Wednesday, July 7, 2010

Pink Hibiscus Pavlova



The day before I left New York for Sweden, Julie and I went to East Village and browsed one of the Indian stores there. We were on the hunt for something interesting, and there I found dried hibiscus flowers (and she found romantic lavender). I didn't know then what I would do with them, but I wanted them.

The first thing I did with the hibiscus was to make a drink with vodka, which was nice, but then I read Desert Candy's recipe for hibiscus pavlova and was sold. What better dessert to make for midsummer, I thought!

Pavlova is basically a chewy meringue cake doused with whipped cream and berries. I've made one every year for the past 3 years for my sister's birthday - Nigella's chocolate pav, and it's delicious, chocolatey and almost guilt-free.

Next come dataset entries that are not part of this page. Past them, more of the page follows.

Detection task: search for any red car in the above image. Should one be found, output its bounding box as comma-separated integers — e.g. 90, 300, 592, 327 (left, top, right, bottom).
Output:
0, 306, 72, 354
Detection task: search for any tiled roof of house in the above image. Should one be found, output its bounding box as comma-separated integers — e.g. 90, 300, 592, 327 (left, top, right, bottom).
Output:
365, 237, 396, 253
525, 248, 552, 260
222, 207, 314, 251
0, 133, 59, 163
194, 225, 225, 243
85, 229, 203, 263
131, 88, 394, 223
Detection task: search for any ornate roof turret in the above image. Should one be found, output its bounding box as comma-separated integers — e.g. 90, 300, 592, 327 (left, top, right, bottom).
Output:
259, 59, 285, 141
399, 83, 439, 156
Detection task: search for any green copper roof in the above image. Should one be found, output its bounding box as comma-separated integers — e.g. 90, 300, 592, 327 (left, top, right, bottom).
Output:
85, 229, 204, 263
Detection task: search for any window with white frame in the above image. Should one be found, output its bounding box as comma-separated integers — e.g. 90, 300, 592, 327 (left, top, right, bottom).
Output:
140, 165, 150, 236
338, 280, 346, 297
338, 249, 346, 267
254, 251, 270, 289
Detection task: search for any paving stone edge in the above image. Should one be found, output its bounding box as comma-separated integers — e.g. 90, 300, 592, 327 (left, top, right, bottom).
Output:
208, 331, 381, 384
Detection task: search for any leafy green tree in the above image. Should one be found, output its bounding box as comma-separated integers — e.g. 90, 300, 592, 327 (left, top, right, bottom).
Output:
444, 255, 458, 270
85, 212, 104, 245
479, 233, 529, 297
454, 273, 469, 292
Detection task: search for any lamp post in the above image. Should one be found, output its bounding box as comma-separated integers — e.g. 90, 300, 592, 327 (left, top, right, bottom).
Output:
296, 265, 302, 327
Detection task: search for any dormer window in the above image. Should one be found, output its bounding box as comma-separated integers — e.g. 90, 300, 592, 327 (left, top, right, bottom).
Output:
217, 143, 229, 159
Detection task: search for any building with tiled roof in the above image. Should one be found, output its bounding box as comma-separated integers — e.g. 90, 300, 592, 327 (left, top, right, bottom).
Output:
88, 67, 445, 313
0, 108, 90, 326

On midsummer day, my husband and I ground the dried hibiscus flowers into a powder, which took 30 minutes of grinding and coughing insanely as the powder snuck into our nostrils. Yes. That's because we have only a mini-food processor, but it did the job, eventually. A spice grinder would have been ideal or you can look for hibiscus powder.

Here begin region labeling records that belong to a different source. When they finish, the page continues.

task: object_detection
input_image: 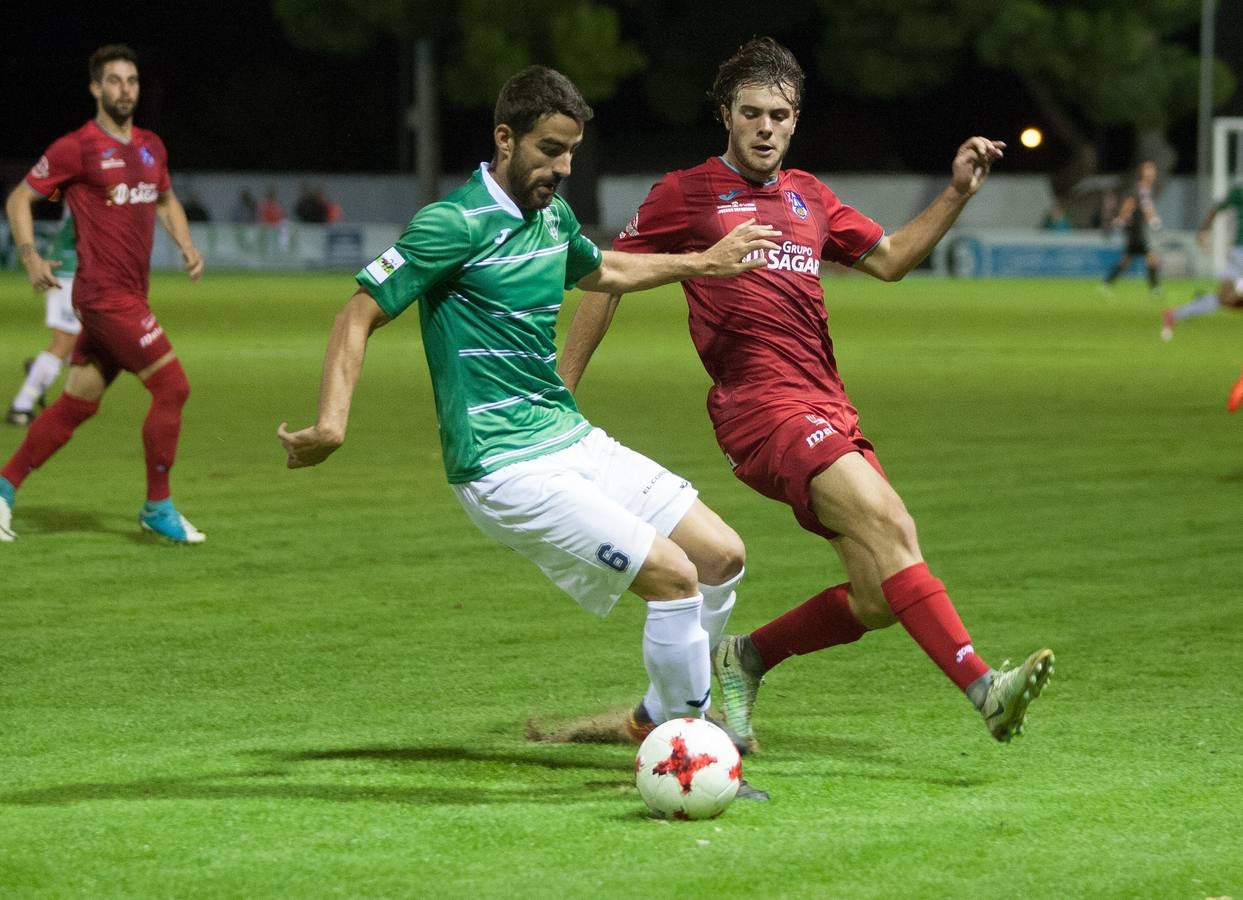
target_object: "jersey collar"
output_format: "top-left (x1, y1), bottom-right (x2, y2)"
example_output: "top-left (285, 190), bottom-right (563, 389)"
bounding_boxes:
top-left (717, 155), bottom-right (781, 188)
top-left (479, 162), bottom-right (525, 219)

We loved the way the hibiscus added a tang and tartness to an otherwise over-sweet pavlova, so we were very pleased with it. Plus the cotton-candy color and chew in itself is so glorious.




Hibiscus Pavlova
Adapted from Desert Candy
Serves 8-10

4 egg whites
A pinch of salt
1/2 cup sugar
3 tbs hibiscus powder
1 tsp vinegar
1/2 tsp vanilla

Vanilla scented whipped cream
Berries scented with rose water

1. Draw a 9-inch circle on parchment paper with a pencil, then turn over and arrange on a baking sheet.
2. Preheat oven to 180C or 350F.
3. Grind the hibiscus flowers and strain the powder to avoid big lumps.
4. Separate eggs (you can make mayonnaise or custard out of the egg yolks) and put the egg whites in a clean, grease-free bowl. Add a pinch of salt and blend until the mixture turns white and fluffy.
5. Gradually add the sugar. Stop beating when the mixture is stiff and has confident stiff peaks, and when you rub the mixture with your fingers and find that it is not grainy from the sugar.
6. Add vinegar, vanilla and hibiscus and fold gently.
7. Mound the pink mass onto the parchment circle.
8. Put into the oven and reduce heat to 130C or 220F. Bake for an hour until it's dry on top but slightly springy in the center, then turn off oven and let it cool in the oven completely.
9. Mound with whipped cream and macerated rosey berries.